Que razões teria o cidadão comum, para acreditar que, um dia, por plena iniciativa institucional os empregos (dignos) brotassem aqui e ali; que a saúde pública saísse desse atoleiro em que se encontra; que a educação realmente fosse mérito que alavancasse justiça social; que a segurança fosse pão farto na mesa e no espírito de todos; que a moradia e o alimento fossem disponíveis e acessíveis; que os impostos fossem, convertidos em bens e serviços de comprovado proveito público; (?) se o que se vê, cotidianamente, é um ataque brutal, ao preceito mínimo da convivência cidadã. Não se faz saúde pública satisfatória mas se gasta muito em questões eleitorais. Não se qualifica o ensino como este merece, mas se multiplica o tamanho do Estado.

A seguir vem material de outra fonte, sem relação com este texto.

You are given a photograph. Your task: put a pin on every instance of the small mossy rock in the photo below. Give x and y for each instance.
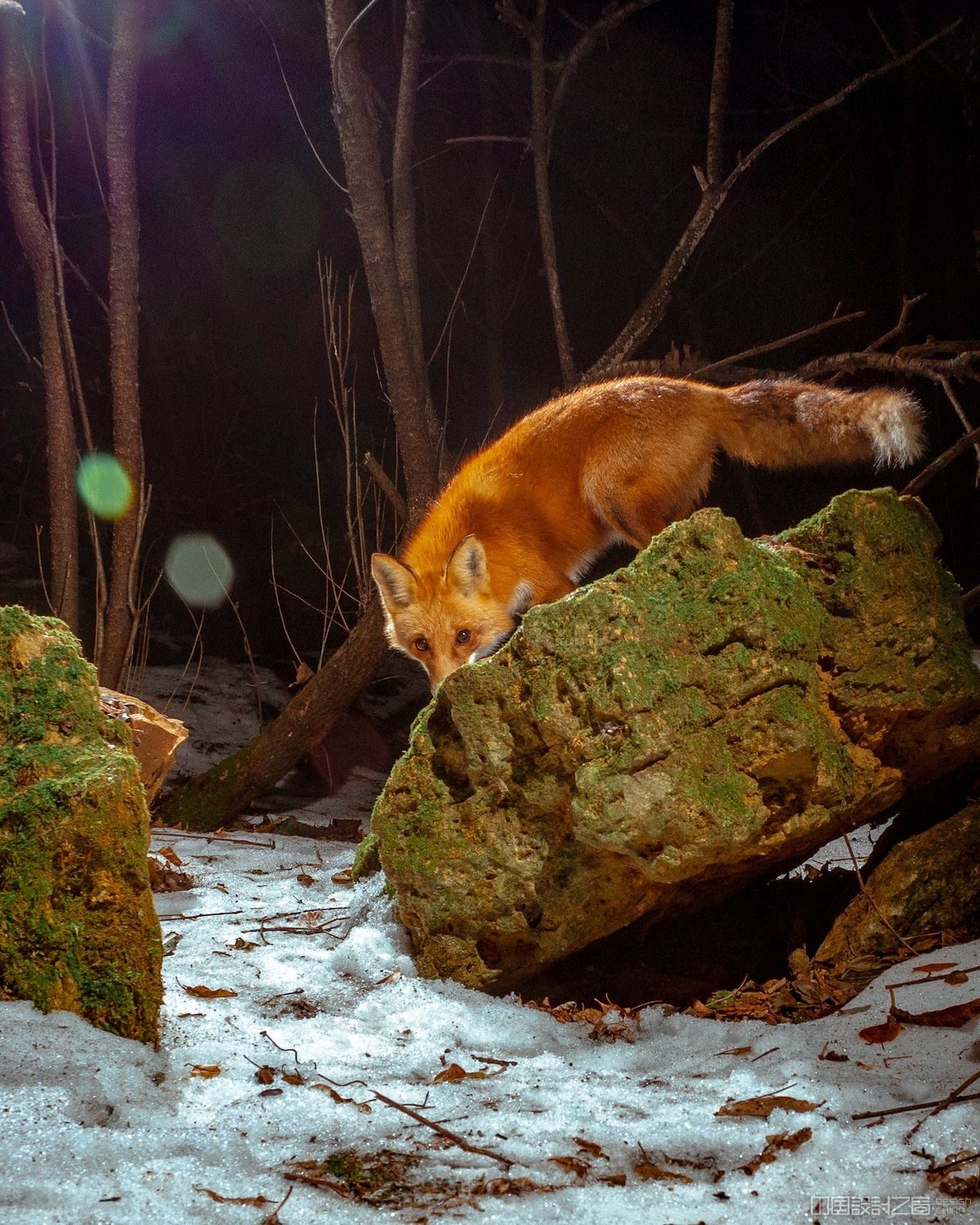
(926, 884)
(78, 925)
(712, 713)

Habitação e comida são carências conhecidas e reconhecidas no mapa brasileiro, mas as Instituições, salvo raras e honrosas exceções, fazem vistas grossas e deixam tudo como está até a próxima campanha eleitoral.

Apesar de tudo isso, ainda somos, teimosamente, uma Nação.

Os tênues laços que nos mantém vivos, presos ao conceito pátrio que nos identifica clamam para não perder os elementos básicos de sua substância: - esperança e vergonha. Se na esquina da história, um dia, perdermos tais referenciais, por certo esse será o último dia de um país que se chamou Brasil.